Che storico pensa di essere?
«Non sono uno storico economico né un metodico frequentatore di archivi. Penso di essermi affinato nel far parlare i testi, che non sono solo scritti ma composti di situazioni, gesti, personaggi, passaggi di fase. E poi sono contento di aver fatto storia dell’Italia unitaria mentre si mettevano in dubbio sia la storia che l’Italia».
C’è molta indagine letteraria nelle sue ricerche, al punto che una volta lei si è definito accademicamente “bisessuale”. La miglior storia dunque non ha confini disciplinari?
«Io dipendo dalle storie settoriali e sono ben contento che esistano gli specialisti, me ne servo e li benedico.
Detto questo, a me piacciono gli affreschi, i murales – da Simone Martini a Massimo Campigli; o le cene del Veronese. Anche l’arte appartiene agli spazi della memoria così come la letteratura ai suoi luoghi».
Lei ha sostenuto che la migliore opera sull’Italia è la storia letteraria di Francesco De Sanctis. Siamo un paese percepibile più per categorie artistico letterarie che politiche?
«Se intende alludere alla matrice elitaria sono d’accordo. Ma questa divaricazione tra letteratura e politica non la vedo. Impariamo dai Promessi sposi a non metterci nei trambusti e da Le confessioni di un italiano a non farcene mancare quasi nessuno. Sono due politiche, due stili di comportamento, diciamo pure di cittadinanza.

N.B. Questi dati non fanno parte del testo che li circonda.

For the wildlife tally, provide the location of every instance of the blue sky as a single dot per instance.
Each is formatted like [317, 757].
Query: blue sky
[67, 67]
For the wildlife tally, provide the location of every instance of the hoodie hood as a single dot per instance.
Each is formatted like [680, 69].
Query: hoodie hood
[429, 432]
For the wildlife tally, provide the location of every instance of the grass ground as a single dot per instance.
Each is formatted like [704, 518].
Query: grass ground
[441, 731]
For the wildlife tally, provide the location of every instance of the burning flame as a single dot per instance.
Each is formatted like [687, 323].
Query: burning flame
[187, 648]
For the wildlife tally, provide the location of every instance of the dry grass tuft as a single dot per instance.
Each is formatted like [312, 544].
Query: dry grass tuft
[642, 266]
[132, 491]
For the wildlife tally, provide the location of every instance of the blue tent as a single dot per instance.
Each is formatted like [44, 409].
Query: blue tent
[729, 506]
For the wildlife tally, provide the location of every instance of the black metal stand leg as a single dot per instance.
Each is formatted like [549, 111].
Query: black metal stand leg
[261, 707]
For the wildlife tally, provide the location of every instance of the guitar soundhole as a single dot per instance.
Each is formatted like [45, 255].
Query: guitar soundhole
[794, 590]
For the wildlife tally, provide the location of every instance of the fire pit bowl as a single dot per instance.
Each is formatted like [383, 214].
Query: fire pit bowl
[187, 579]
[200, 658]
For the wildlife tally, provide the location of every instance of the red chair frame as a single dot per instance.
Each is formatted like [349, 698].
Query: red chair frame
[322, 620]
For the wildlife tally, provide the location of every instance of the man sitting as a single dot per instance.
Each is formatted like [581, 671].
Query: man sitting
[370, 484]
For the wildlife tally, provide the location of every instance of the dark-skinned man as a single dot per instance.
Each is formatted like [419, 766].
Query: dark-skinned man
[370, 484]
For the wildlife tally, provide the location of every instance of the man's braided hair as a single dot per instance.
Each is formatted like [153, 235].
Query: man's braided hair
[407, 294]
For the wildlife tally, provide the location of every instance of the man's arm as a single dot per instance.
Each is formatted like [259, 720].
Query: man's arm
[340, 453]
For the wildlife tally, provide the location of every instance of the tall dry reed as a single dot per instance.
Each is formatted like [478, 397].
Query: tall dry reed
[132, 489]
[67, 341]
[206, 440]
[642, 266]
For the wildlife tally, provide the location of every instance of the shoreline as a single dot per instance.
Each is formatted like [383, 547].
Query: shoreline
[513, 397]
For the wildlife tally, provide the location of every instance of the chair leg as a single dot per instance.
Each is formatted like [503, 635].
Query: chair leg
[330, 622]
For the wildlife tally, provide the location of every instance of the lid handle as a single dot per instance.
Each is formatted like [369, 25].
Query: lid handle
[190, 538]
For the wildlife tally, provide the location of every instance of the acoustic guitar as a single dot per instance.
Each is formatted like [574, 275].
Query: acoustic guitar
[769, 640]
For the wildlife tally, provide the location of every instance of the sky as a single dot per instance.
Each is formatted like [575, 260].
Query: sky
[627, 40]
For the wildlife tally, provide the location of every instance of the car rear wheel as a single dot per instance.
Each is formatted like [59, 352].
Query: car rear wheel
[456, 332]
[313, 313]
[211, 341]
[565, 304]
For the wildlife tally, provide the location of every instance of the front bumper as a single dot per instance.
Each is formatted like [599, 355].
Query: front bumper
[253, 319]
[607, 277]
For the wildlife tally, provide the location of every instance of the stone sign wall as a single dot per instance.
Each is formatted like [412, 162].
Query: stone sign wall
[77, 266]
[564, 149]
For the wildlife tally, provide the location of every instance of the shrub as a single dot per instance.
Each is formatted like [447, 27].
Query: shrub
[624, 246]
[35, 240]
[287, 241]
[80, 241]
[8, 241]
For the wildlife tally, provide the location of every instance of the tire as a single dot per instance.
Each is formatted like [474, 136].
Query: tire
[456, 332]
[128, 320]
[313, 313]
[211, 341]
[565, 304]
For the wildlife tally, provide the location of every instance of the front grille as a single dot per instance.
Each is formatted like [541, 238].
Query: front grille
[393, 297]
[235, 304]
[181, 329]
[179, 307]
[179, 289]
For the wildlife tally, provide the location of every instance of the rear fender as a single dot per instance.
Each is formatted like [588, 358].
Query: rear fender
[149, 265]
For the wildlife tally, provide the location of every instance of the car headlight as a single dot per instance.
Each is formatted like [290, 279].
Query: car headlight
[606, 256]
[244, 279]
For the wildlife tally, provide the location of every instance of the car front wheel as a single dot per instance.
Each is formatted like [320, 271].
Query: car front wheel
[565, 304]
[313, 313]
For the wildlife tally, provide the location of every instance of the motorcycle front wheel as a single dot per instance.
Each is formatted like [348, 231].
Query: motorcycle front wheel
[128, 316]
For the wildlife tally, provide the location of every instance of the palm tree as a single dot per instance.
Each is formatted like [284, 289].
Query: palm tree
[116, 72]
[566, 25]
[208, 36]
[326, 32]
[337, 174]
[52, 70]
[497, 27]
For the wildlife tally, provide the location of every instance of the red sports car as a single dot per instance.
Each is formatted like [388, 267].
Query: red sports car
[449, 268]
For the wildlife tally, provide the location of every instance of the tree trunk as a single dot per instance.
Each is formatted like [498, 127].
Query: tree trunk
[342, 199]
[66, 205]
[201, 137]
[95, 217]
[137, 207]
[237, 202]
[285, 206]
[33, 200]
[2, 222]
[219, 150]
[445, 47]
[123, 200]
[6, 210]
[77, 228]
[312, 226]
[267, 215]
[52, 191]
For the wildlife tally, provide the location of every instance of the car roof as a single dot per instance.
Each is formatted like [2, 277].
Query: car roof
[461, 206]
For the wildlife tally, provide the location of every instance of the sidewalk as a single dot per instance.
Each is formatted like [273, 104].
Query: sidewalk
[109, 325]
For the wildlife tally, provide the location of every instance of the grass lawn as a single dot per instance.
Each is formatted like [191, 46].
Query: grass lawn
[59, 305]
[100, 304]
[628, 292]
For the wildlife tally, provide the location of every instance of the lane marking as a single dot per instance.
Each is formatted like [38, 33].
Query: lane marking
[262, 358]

Ma non sarà irrilevante che in questo paese ci è stato sempre fatto leggere molto più Manzoni che Nievo».
Consiglierebbe a un giovane di leggere oggi “Le confessioni di un italiano”?
«È quello che faccio da sempre , puntando come programma massimo a sostituirle ai Promessi sposi, Bibbia del moderatismo e del “tengo famiglia”. Debbo a Nievo, almeno in parte, il licenziamento come insegnante, agli esordi del mio insegnamento. Il mio impegno civile, su cui scrissi un libello, fu una gloriosa disfatta».
Oggi la storia è in crisi, insidiata dal presentismo. Siamo davvero nella grande bolla del presente?
«Temo proprio di sì. Ma poi, come negli andamenti atmosferici, passa. La storia non ha un percorso unilineare. Io la vedo come una serie di tornanti e non penso sia finita. C’è ancora la possibilità di invertire le cose rispetto al dominio delle multinazionali, delle grandi piattaforme tecnologiche e del capitalismo finanziario.
La “storia siamo noi”, ha richiamato il presidente Mattarella, alludendo a una canzone famosa di De Gregori.
«Siamo noi, nel senso che non la troviamo bella e fatta. Si fa lungo la strada. Quel “noi” però non è quasi mai vero protagonismo. La storia un po’ si fa e un po’ si subisce».
La storia invecchia?
«Certo che invecchia e muta. Valori e principi che pensavamo fossero assoluti si relativizzano o si capovolgono».
Cos’è per lei la vecchiaia?
«Di fronte ad essa, come di fronte a Dio, resto incredulo».